カコーン、パコーン、と乾いた斧の音が響くなか、マイペースに薪を束ねていく。そんなことを続けていると、いつからか周囲から視線を感じた。
「あれ?」
「あちらの方から、住民らしき方がこちらを見ていますね」
思い違いかと思ったけれど、アヤメがそっと教えてくれた。とはいえ話しかけてくることもなく、こちらから声をかけることもしない。黙々と薪割りを続けていると、更に視線は増える。
そのうち、物陰から様子を窺っていた丸い熊耳が気になってしまって、僕はついに手を止めた。
「えっと、こんにちは」
「うぉっ!?」
まさか、完璧に隠れられていると思っていたのだろうか。物陰から男の人の驚いた声がする。なおもじっと見つめていると、やがて観念したように熊獣人の男性が姿を現した。
くたびれた作業着姿の精悍な男で、手拭いを首に掛けている。資材置き場で働いていた町民だろうか。
「えっと……」
「外からやって来た探索者だろ。ヤックだったか」
「あ、はい。どうもお邪魔してます」
完全に初対面のはずだけど、名前までしっかり把握されている。一晩もあれば噂は町中に広がりきってしまうのだろう。ともあれ、自己紹介をする手間が省けた。男性はやはり資材置き場で働く作業員のようで、昼休憩を摂っていると突然大きな音がして、驚いて戻ってきたらしい。

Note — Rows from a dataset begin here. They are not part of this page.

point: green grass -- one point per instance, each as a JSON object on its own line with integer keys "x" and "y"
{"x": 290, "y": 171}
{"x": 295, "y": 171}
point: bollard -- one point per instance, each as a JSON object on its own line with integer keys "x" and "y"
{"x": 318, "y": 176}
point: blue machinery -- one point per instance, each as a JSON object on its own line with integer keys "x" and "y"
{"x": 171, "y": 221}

おそらく、というか十中八九、アヤメたちが丸太を斬る音だろう。
「ちょっと見てたが、とんでもねぇ割り方だな。どんな力をしてるんだ?」
「あはは……。彼女たちは結構力持ちなんですよ」
機械の身体をしています、なんて言っても信じてもらえないだろう。お茶を濁すような言葉を返すと、作業員の男性は怪訝な顔をした。勝手に丸太を割ってしまって怒られるかとも思ったけれど、そう言うわけではないらしい。むしろ彼は、積み上げられた薪束を見てほうと声を漏らす。
「十日かけて割ろうと思ってたもんが終わっちまってらぁ。なんにせよ、手伝ってくれたんなら、大助かりだよ」
「それは良かったです。って、僕はあんまり貢献してないんですけど」
薪割りというのは熊獣人をもってしても大変な肉体労働だ。アヤメたちのようにスパンスパンと割ってしまう方が異常なだけで。それでも冬季が来る前にある程度の量を集めておかなければ、それも死活問題になる。

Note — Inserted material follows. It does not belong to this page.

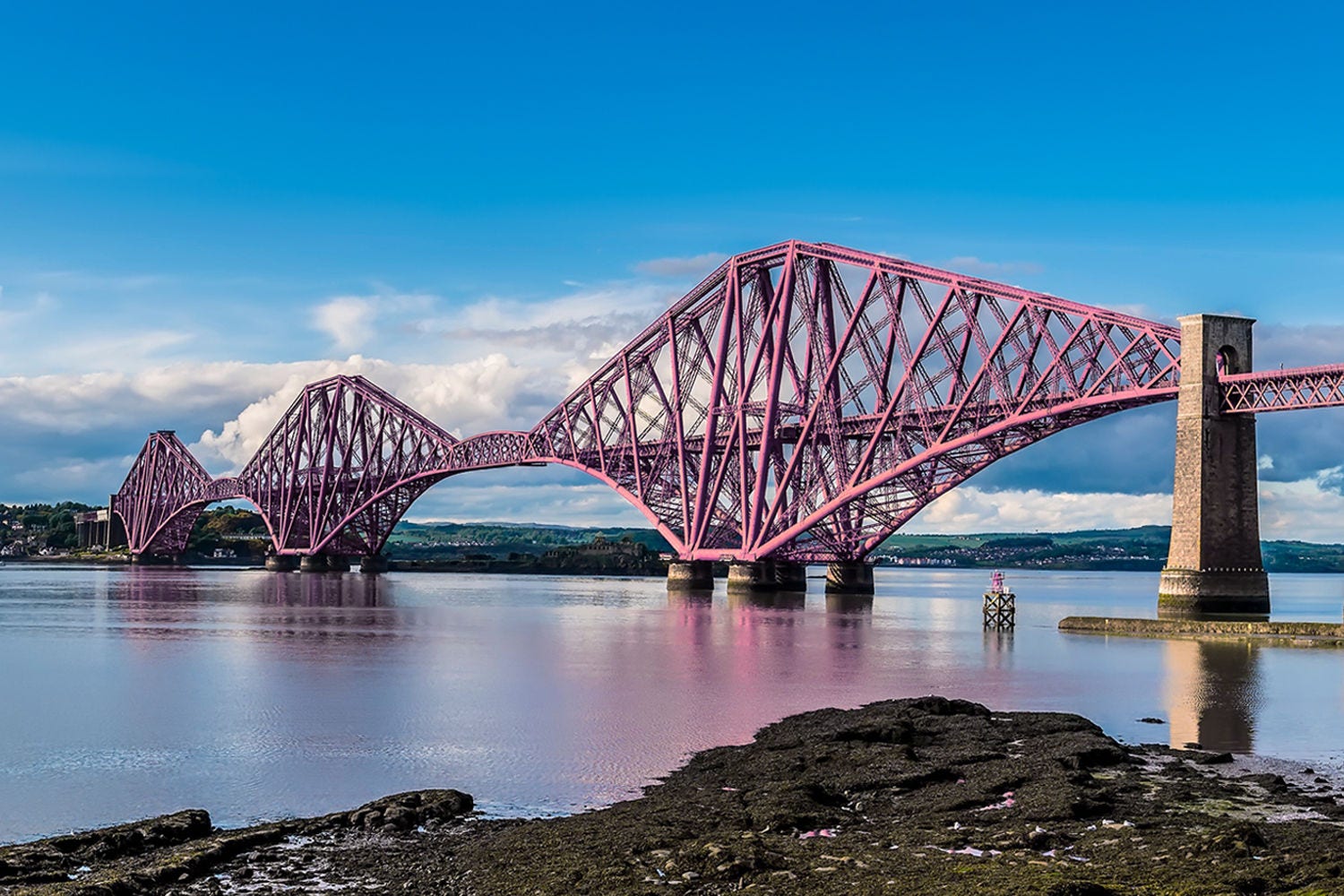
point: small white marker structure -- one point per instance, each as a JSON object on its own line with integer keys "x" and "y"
{"x": 1000, "y": 603}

「いつもなら赤熱結晶が暖房に使えるんだが、それも今年は少ないしな」
「赤熱結晶?」
「迷宮で採れる結晶だよ。知らねえのか?」
残念ながら、赤熱結晶というアイテムは聞き馴染みがない。おそらくは〝銀霊の氷獄〟の特産品のようなものだろう。迷宮によって産品は様々だ。
「煮炊きに使えるようなもんはそうそう採れねぇみたいだが、安いもんでも一つあれば数日は部屋が暖められる」
「今は〝銀霊の氷獄〟が閉鎖されてるから、そもそもの産出がないんですね」
「そういうこった。おかげで薪はよく売れるけどな」
喜ぶべきか、悲しむべきか。オギトオルクの住民にとって、〝銀霊の氷獄〟は生活の基盤だ。それはヴァリカーヤもよく知っているはず。にも関わらず閉鎖してしまうとは。

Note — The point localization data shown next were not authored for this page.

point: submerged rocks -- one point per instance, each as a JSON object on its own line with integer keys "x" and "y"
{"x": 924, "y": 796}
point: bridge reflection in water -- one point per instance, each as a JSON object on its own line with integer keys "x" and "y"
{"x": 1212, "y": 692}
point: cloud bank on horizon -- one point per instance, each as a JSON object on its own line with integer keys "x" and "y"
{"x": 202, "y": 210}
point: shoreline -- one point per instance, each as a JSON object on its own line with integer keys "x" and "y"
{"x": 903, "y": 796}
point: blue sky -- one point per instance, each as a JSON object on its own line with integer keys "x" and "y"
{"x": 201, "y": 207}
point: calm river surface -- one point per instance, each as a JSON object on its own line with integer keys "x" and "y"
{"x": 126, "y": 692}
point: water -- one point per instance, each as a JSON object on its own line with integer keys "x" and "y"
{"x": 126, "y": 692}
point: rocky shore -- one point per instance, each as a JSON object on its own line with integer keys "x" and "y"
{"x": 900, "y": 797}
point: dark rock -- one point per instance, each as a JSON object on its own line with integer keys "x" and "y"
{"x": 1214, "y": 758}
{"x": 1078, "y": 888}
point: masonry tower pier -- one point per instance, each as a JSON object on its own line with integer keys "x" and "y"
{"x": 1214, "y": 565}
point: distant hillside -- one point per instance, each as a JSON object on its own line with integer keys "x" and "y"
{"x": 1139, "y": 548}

「僕たち、春になるまでお世話になろうと思っているんです。その代わりというか、こうして手伝いをさせてもらおうかと思っていて。何か人手が必要なことがあれば、ギルド経由で言ってくださればすぐに駆けつけます」
「そうか? これからどんどん冬支度で忙しくなるからな。正直、猫の手でもありがたいくらいだよ」
忘れないうちに宣伝をしておく。薪割りで力はある程度示せたし、多少は信頼もしてもらえたはず。これでギルドに依頼が舞い込んできたら万々歳だ。
「マスター、残りの丸太も割り終わりました」
「早いね。さすが、ユリだよ」
町の人と話しているうちに、ユリたちは薪割りを終えてしまう。驚きながら労うと、彼女は赤髪を揺らして恭しく一礼した。
「ユリよりも私の方が、総合的な薪の数は多いですが」
「丸太の数で言えばわたしの方が一本多いでしょ」
「アヤメとヒマワリも、ありがとうね」
なぜかユリに張り合うアヤメたちも同様に労う。
「変わった恰好してると思ったが、ずいぶん仲は良さそうなんだな」
そんな僕たちを見つめて、作業所の男性はぱちくりと目を瞬かせた。